Any help to resolve the issue is appreciated.

Thanks,
Nasir
DTCC DISCLAIMER: This email and any files transmitted with it are confidential and intended solely for the use of the individual or entity to whom they are addressed. If you have received this email in error, please notify us immediately and delete the email and any attachments from your system. The recipient should check this email and any attachments for the presence of viruses. The company accepts no liability for any damage caused by any virus transmitted by this email.

Re: Spark 1.0: Unable to Read LZO Compressed File

Posted by Matei Zaharia <ma...@gmail.com>.

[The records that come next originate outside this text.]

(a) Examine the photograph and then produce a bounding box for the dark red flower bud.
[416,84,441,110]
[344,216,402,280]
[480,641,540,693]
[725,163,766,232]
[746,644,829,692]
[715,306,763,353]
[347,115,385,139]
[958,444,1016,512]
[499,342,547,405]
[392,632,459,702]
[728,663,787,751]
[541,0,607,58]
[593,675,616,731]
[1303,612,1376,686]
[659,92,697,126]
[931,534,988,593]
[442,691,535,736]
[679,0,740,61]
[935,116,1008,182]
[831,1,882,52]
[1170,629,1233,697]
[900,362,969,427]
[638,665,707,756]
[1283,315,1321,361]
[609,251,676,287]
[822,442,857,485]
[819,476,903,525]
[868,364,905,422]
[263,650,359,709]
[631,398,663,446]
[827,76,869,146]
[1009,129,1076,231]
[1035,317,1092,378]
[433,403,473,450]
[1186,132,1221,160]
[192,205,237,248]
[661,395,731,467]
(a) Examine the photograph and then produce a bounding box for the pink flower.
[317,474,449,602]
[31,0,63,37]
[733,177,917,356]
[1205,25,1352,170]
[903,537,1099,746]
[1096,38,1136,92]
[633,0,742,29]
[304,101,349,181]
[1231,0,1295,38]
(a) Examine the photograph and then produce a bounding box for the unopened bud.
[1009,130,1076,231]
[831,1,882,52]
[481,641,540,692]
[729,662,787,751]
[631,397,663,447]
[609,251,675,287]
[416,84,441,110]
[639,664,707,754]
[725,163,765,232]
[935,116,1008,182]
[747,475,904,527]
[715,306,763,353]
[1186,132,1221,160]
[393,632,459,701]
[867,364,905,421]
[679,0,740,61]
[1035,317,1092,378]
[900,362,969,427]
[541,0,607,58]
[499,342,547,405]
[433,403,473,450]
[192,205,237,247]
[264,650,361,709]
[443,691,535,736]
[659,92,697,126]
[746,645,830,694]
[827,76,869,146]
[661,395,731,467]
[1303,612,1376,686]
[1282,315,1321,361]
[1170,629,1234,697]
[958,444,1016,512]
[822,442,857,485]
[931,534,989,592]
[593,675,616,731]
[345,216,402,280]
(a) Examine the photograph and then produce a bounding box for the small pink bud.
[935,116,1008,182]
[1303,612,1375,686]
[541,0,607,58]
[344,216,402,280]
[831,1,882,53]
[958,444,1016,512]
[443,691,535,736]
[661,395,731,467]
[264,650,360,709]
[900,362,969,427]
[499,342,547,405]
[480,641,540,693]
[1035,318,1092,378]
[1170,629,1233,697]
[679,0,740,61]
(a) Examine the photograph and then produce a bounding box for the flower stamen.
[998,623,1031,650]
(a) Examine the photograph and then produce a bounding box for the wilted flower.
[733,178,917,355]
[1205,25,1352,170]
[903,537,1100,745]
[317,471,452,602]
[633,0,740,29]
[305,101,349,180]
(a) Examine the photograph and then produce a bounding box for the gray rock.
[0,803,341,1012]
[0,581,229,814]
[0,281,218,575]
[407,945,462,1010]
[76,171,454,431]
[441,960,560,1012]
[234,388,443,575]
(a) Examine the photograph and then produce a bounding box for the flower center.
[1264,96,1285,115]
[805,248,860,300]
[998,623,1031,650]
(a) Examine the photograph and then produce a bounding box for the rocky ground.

I’d suggest asking the IBM Hadoop folks, but my guess is that the library cannot be found in /opt/IHC/lib/native/Linux-amd64-64/. Or maybe if this exception is happening in your driver program, the driver program’s java.library.path doesn’t include this. (SPARK_LIBRARY_PATH from spark-env.sh only applies to stuff launched on the clusters).

Matei

On Jul 1, 2014, at 7:15 AM, Uddin, Nasir M. <nu...@dtcc.com> wrote:

> Dear Spark Users:
>  
> Spark 1.0 has been installed as Standalone – But it can’t read any compressed (CMX/Snappy) and Sequence file residing on HDFS (it can read uncompressed files from HDFS). The key notable message is: “Unable to load native-hadoop library…..”. Other related messages are –
>  
> Caused by: java.lang.IllegalStateException: Cannot load com.ibm.biginsights.compress.CmxDecompressor without native library! at com.ibm.biginsights.compress.CmxDecompressor.<clinit>(CmxDecompressor.java:65)
>  
> Here is the core-site.xml’s key part:
> <name>io.compression.codecs</name>
> <value>org.apache.hadoop.io.compress.DefaultCodec,org.apache.hadoop.io.compress.GzipCodec,org.apache.hadoop.io.compress.BZip2Codec,org.apache.hadoop.io.compress.SnappyCodec,com.ibm.biginsights.compress.CmxCodec</value>
>   </property>
>  
> Here is the spark.env.sh:
> export SPARK_WORKER_CORES=4
> export SPARK_WORKER_MEMORY=10g
> export SCALA_HOME=/opt/spark/scala-2.11.1
> export JAVA_HOME=/opt/spark/jdk1.7.0_55
> export SPARK_HOME=/opt/spark/spark-0.9.1-bin-hadoop2
> export ADD_JARS=/opt/IHC/lib/compression.jar
> export SPARK_CLASSPATH=/opt/IHC/lib/compression.jar
> export SPARK_LIBRARY_PATH=/opt/IHC/lib/native/Linux-amd64-64/
> export SPARK_MASTER_WEBUI_PORT=1080
> export HADOOP_CONF_DIR=/opt/IHC/hadoop-conf
>  
> Note: core-site.xml and hdfs-site.xml are in hadoop-conf. CMX is an IBM branded splittable LZO based compression codec.
>  
> Any help to resolve the issue is appreciated.
>  
> Thanks,
> Nasir
> 
> DTCC DISCLAIMER: This email and any files transmitted with it are confidential and intended solely for the use of the individual or entity to whom they are addressed. If you have received this email in error, please notify us immediately and delete the email and any attachments from your system. The recipient should check this email and any attachments for the presence of viruses.  The company accepts no liability for any damage caused by any virus transmitted by this email.